Juan Carlos Cruz, a victim of cleric Fernando Karadima in the 1980s, accused fellow priest Juan Barros of witnessing the abuse and doing nothing.
The Pope caused outrage after a visit to Chile last month by defending Bishop Barros.
The Vatican refused to comment on the letter when approached by BBC News.
Pope Francis has said in the past that dealing with abuse is vital for the Church’s credibility and perpetrators must face “sanctions”.
What allegations does the letter make?
Mr Cruz sent the text of his letter (written in Spanish) to BBC News, showing it was addressed personally to Pope Francis and dated 3 March 2015.
That was more than two weeks before the bishop’s installation in the south Chilean city of Osorno, an event dramatically disrupted by hundreds of protesters accusing Bishop Barros of covering up Karadima’s sex attacks on young boys.

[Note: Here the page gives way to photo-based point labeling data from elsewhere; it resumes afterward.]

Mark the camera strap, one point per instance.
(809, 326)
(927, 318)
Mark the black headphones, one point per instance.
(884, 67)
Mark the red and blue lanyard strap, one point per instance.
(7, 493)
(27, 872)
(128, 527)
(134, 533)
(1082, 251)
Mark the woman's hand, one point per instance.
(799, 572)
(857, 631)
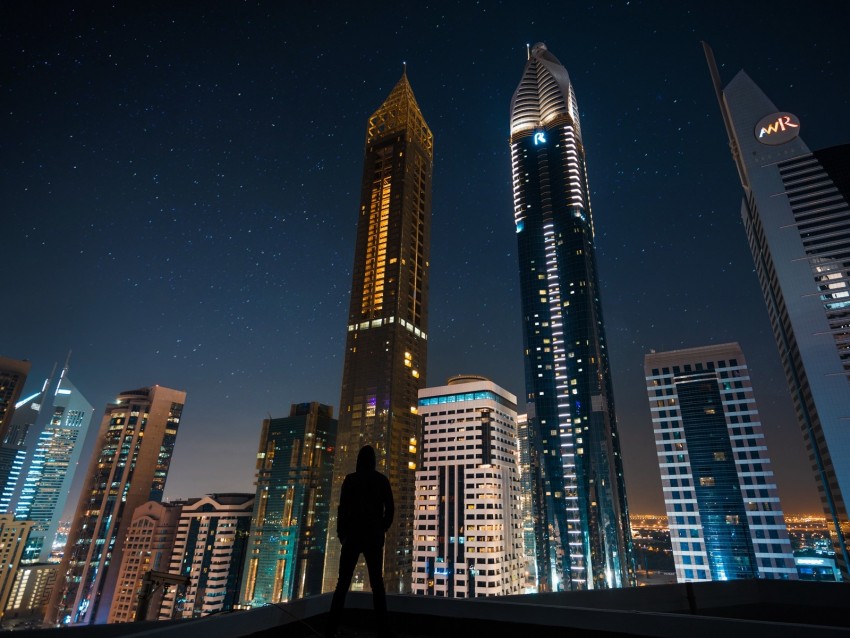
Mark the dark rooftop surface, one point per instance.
(718, 610)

The bishop has denied ever knowing about “the serious abuses” committed by Karadima, who was never prosecuted in Chile because so much time had passed but was convicted and sentenced by the Vatican to a lifetime of “penance and prayer”.

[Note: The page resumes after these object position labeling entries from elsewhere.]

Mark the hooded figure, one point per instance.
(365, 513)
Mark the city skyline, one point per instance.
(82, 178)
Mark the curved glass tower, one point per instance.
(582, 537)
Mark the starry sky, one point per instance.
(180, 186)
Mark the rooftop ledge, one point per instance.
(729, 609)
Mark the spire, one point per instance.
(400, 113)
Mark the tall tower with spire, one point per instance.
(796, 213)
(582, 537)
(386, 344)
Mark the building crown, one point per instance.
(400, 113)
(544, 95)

“Holy Father, I decided to write this letter to you because I’m tired of fighting, crying and suffering,” Mr Cruz writes.
“Our story is well known and there’s no point reminding you of it, except to tell you of the horror of having experienced this abuse and how I wanted to kill myself.”

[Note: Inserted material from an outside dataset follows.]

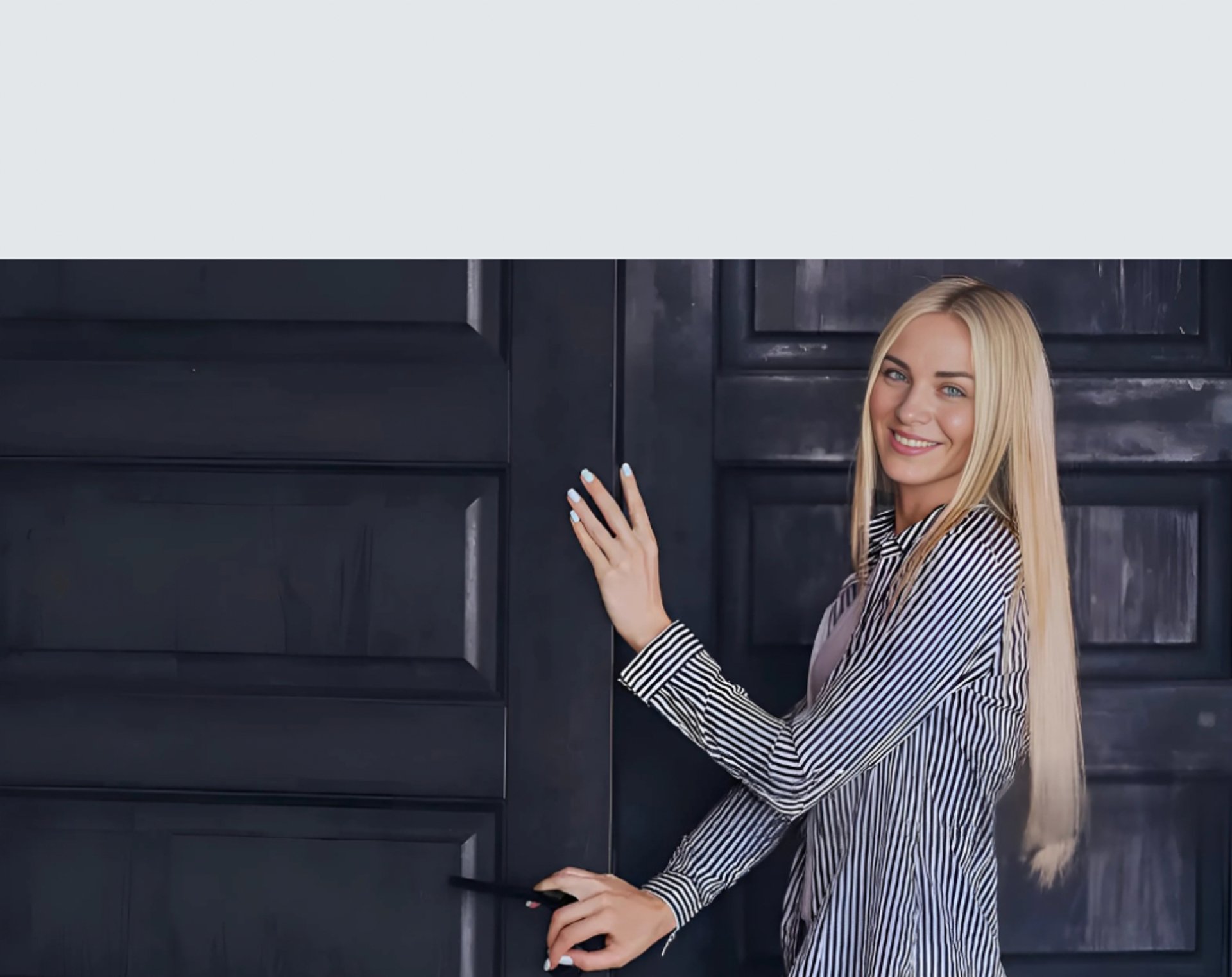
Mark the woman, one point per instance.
(961, 663)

In his letter, he also attaches the full text of a previous letter written a month earlier to the Vatican’s top diplomat in Chile, Archbishop Ivo Scapolo.
In that letter, Mr Cruz accuses Bishop Barros of “doing all the dirty work of Fernando Karadima”, and describes the abuse he suffered and which Bishop Barros allegedly witnessed.
“When we were in a room with Karadima and Juan Barros, if he [Barros] wasn’t kissing Karadima, he watched as one of us, one of the younger ones, was touched by Karadima and forced to give him kisses,” he writes.
“Karadima would say to me: ‘Put your mouth next to mine and stick out your tongue.’ He’d stick out his and kiss us with his tongue. Juan Barros witnessed all of this on countless occasions, not just in my case but in the case of others as well.”
Addressing himself to Pope Francis, Mr Cruz says: “Holy Father, Juan Barros says he saw nothing and yet, there are dozens of us who can testify to the fact that not only was he present when Karadima abused us, but that he, too, kissed Karadima and they touched each other.”
He concludes the letter with this appeal: “Please Holy Father, don’t be like the others. There are so many of us who despite everything think that you can do something. I treasure my faith, it’s what sustains me, but it is slipping away from me.”
Hasn’t the Pope already apologised?
Among the Pope’s remarks that caused such offence were: “The day they bring me proof against Bishop Barros, then I will speak. There is not a single piece of proof against him. Everything is slander. Is this clear?”
He also said: “No one has come forward, they haven’t provided any evidence for a judgment. This is all a bit vague, it’s something that can’t be accepted.”
The Pope later apologised for hurting victims’ feelings “without meaning to” but continued to insist there was “no evidence” against the bishop.
“In Barros’s case, it was studied,” he said. “It was restudied. And there is no evidence… I don’t have evidence to convict.”
How far did the letter get?
Members of the Pope’s own Commission for the Protection of Minors, set up in 2014 as part of efforts to counter sex abuse by clergy, have told the Associated Press they hand-delivered the letter to Francis’s top adviser on sex abuse, Cardinal Sean O’Malley, in April 2015.
Marie Collins, a member of the commission at the time, has sent the BBC a photo of her handing the letter to the cardinal.
“When we gave him the letter for the Pope, he assured us he would give it to the Pope and speak of the concerns,” she told AP earlier. “And at a later date, he assured us that that had been done.”
Mr Cruz told the BBC that Cardinal O’Malley had called him later in 2015 to say he had given the letter to the Pope.
Cardinal O’Malley, whose spokesman referred requests for comment to the Vatican, has earned respect for his work in tackling sex abuse by clergy in Boston.
Cardinal O’Malley’s disgraced predecessor, the late Cardinal Bernard Law, had moved paedophile priests between parishes rather than addressing victims’ claims.
In an unusual step, Cardinal O’Malley openly criticised the Pope last month for his initial remarks in Chile, saying he had left victims feeling abandoned.
Pope Francis announced last week he was sending the Vatican’s top expert on sexual abuse, Archbishop Charles Scicluna, to Chile to investigate the accusations against Bishop Barros.